I’ve been thinking a lot about what Denise Linn said about identity, it being an external idea that we take on like clothing as small children, behavioral patterns that have imprinted themselves on us and which we then unknowingly re-enact over and over again every day no matter what our age is now. It’s not just the memory or sensation of that experience, it’s the irrational feelings that cookie stamped themselves on us–like feeling helpless and over-responsible at the same time. Or a feeling of dread when we wake up, fearful of what next thing is going to hit the fan. Whatever they are, they are THOUGHTS and emotions that come from those thoughts. And as identity, these thoughts get in the way of our reaching for our true authenticity.
And because they are just thoughts, we can recognize them and do something about how we want to deal with them: let the endless replaying of the taped memory go on and on until we die, falsely believing that we are in control of our lives. Or, hitting a pause button with our finger in the air, and experiencing the silence. Sudden emptiness of not feeling the same old thing all the time. The nothing-ness of feeling anything and at the same time, not feeling beleagured any longer.
Is that why people like Zen? Maybe that’s what living with a bare slate is like. Not having that replay going on and on without our even knowing it. What strikes me is how much time it takes to even think about ourselves in this way. Why is that anyway?
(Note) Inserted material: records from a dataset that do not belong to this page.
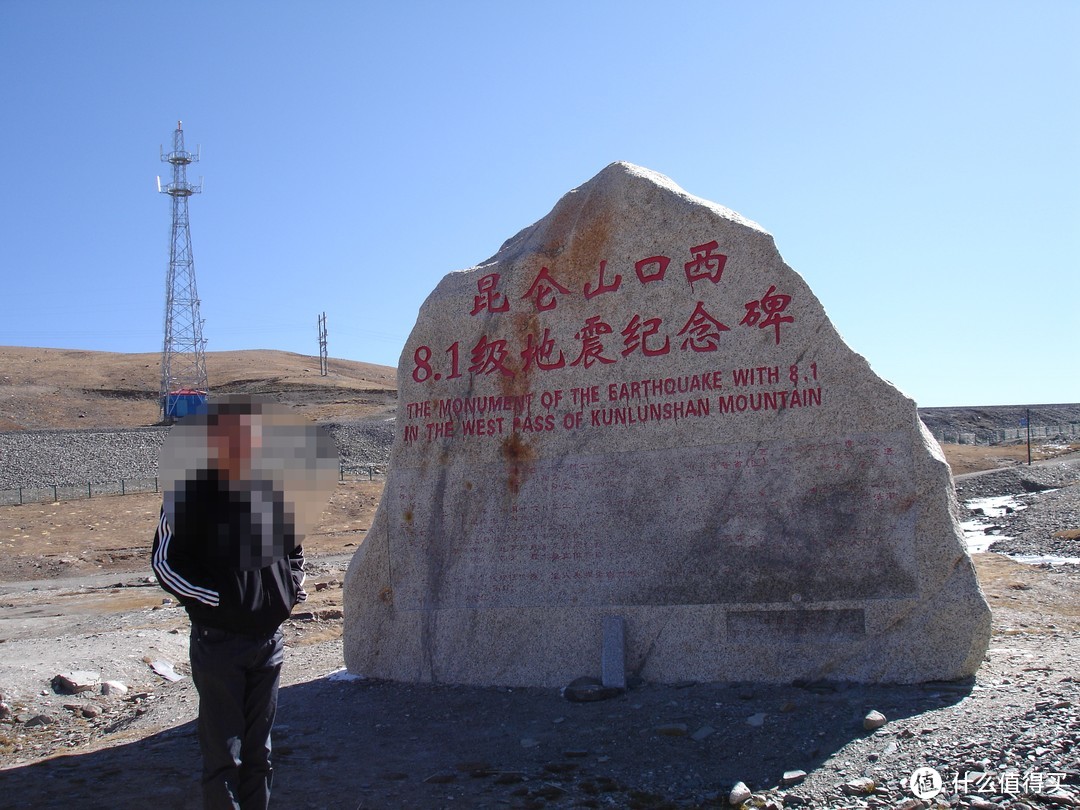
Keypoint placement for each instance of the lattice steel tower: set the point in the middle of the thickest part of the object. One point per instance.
(183, 358)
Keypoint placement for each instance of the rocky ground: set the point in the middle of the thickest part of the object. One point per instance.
(342, 742)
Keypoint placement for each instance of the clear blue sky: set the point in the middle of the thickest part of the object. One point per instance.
(917, 162)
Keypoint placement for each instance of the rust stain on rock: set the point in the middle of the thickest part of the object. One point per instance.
(517, 454)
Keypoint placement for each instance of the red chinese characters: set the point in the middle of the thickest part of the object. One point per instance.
(592, 346)
(768, 311)
(488, 297)
(543, 289)
(539, 351)
(601, 287)
(488, 356)
(651, 269)
(636, 336)
(705, 265)
(702, 331)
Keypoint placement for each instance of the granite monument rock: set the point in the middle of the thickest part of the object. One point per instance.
(635, 409)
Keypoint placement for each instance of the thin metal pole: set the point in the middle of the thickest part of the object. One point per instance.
(1028, 436)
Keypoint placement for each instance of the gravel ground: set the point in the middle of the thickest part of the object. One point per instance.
(1053, 528)
(43, 458)
(1001, 740)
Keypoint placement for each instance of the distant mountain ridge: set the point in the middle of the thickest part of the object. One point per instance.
(44, 389)
(983, 421)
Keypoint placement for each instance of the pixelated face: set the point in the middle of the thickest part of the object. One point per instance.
(232, 440)
(275, 471)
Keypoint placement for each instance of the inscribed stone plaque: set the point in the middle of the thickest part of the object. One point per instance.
(637, 408)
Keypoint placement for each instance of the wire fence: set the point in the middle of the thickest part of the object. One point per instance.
(53, 493)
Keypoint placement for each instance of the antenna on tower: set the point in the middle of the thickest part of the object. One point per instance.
(184, 385)
(323, 364)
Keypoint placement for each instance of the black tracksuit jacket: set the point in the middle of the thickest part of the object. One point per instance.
(206, 559)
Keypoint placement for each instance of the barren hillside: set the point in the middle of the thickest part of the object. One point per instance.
(62, 388)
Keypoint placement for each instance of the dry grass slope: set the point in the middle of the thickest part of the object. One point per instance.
(42, 389)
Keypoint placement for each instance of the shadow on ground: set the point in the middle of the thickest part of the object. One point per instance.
(380, 745)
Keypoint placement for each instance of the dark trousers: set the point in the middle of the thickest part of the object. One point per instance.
(237, 677)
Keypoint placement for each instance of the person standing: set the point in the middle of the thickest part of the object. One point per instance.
(226, 547)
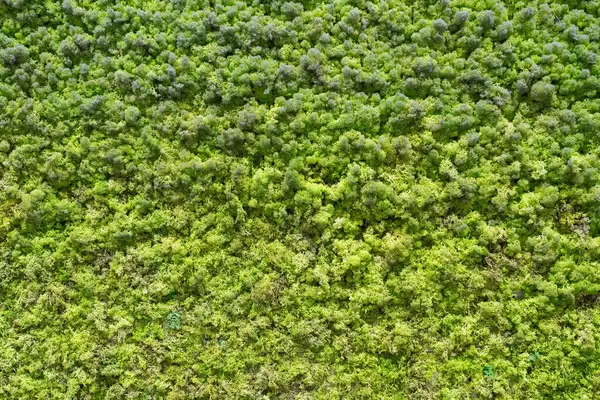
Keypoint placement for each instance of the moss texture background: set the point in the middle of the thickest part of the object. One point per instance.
(299, 200)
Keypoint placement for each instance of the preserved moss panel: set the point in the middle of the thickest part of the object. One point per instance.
(299, 200)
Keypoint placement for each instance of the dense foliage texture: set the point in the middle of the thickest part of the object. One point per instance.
(299, 200)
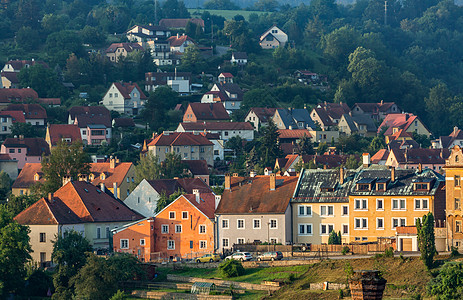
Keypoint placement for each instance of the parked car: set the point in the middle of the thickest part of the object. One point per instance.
(208, 258)
(275, 255)
(240, 256)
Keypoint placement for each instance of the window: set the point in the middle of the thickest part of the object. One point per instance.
(361, 204)
(225, 224)
(379, 223)
(305, 229)
(361, 223)
(345, 210)
(202, 244)
(398, 204)
(327, 210)
(305, 211)
(170, 245)
(240, 224)
(326, 229)
(457, 226)
(421, 204)
(202, 229)
(379, 204)
(398, 222)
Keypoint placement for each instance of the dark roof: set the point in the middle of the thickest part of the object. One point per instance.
(35, 146)
(312, 182)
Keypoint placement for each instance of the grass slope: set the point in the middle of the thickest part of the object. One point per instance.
(405, 278)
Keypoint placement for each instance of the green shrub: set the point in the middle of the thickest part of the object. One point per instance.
(231, 268)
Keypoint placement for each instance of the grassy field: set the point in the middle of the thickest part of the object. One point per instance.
(227, 14)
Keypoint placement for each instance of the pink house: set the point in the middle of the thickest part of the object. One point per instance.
(25, 150)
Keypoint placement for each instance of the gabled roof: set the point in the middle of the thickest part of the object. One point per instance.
(125, 88)
(213, 126)
(129, 47)
(17, 116)
(31, 111)
(180, 40)
(7, 95)
(170, 186)
(180, 139)
(209, 111)
(26, 176)
(88, 110)
(63, 131)
(253, 195)
(180, 23)
(35, 146)
(86, 201)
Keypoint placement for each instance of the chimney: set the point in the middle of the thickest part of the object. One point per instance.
(272, 182)
(217, 200)
(366, 160)
(197, 197)
(112, 162)
(227, 181)
(115, 190)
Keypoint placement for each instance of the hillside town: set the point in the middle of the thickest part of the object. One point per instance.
(149, 143)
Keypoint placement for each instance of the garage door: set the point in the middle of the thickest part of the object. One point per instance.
(406, 244)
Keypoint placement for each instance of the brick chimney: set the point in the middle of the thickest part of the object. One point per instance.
(272, 182)
(227, 181)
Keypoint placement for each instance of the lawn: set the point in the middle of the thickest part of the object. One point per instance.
(252, 275)
(227, 14)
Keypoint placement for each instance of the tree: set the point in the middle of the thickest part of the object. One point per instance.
(426, 240)
(269, 148)
(14, 253)
(65, 160)
(69, 253)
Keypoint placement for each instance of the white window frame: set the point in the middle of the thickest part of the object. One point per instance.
(377, 227)
(254, 224)
(228, 223)
(168, 245)
(305, 214)
(121, 243)
(306, 225)
(238, 223)
(362, 208)
(377, 201)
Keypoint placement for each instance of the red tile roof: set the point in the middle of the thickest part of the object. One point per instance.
(35, 146)
(18, 116)
(209, 111)
(253, 195)
(125, 88)
(180, 139)
(26, 176)
(31, 111)
(8, 95)
(64, 131)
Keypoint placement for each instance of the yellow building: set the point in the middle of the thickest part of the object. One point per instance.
(382, 199)
(453, 174)
(320, 205)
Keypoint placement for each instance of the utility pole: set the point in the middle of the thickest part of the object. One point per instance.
(385, 12)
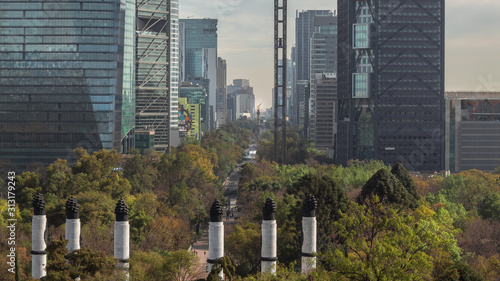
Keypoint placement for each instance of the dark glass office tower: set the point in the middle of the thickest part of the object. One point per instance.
(391, 82)
(66, 78)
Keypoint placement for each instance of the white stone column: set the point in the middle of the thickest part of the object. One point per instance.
(38, 242)
(309, 230)
(122, 237)
(72, 233)
(215, 236)
(269, 238)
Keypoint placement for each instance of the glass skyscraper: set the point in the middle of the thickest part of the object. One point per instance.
(66, 78)
(199, 57)
(391, 82)
(157, 67)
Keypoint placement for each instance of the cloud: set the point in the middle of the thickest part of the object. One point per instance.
(246, 38)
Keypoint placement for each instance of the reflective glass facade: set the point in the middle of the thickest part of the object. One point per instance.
(153, 68)
(199, 55)
(391, 82)
(66, 78)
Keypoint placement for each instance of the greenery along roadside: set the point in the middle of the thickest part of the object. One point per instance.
(168, 196)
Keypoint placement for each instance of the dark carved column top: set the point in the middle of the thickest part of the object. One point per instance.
(38, 204)
(72, 208)
(309, 207)
(121, 211)
(269, 210)
(216, 212)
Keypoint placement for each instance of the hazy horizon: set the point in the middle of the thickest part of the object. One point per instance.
(245, 40)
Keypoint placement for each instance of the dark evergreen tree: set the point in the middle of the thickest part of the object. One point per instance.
(467, 273)
(388, 188)
(402, 174)
(331, 198)
(489, 208)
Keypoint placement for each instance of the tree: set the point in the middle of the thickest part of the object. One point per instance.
(400, 172)
(223, 265)
(388, 188)
(489, 208)
(243, 247)
(381, 243)
(332, 200)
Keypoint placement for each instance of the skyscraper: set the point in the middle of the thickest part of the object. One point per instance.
(156, 104)
(391, 82)
(221, 107)
(301, 56)
(199, 56)
(67, 78)
(304, 29)
(323, 60)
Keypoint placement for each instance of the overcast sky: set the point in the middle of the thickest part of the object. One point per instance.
(245, 32)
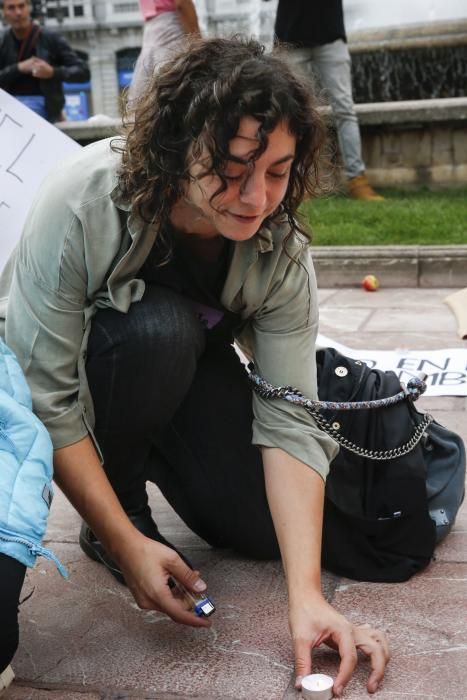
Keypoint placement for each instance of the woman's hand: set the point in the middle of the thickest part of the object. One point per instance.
(148, 566)
(315, 622)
Having had my own share of what-ifs and disappointments, I’ve resolved since my last birthday (you don’t want to know) that I choose every day to do something satisfying, simple as it may be: drinking fresh citrus juice, writing a haiku poem about the red/pink dogwood tree that we planted last week, cleaning the kitchen and putting away the dishes and straightening things on the counter.
I realized also that we are inundated by bad news about tawdry and tragic events that we read about first thing in the morning in the newspaper, listen to on local news, then repeatedly again on national news (maybe two stations worth) and then late at night on the eleven o’clock newscast before we go to bed. That’s at least FIVE times of bad, awful news about things we can’t do anything about directly and bad, awful behavior on the part of people who should know better and who keep grinding their axes regardless. I keep thinking things were more awful before in terms of how people enacted human nature (look at “Game of Thrones” for example which I can’t bear to watch for more than a few minutes.) Or Congress, for that matter.
Anyhow, back to how to survive and live in the midst of all this bad news and horribleness, we still have freedom to live with purpose and dignity each day. It’s different for each of us, that’s for sure. How are you managing with yours?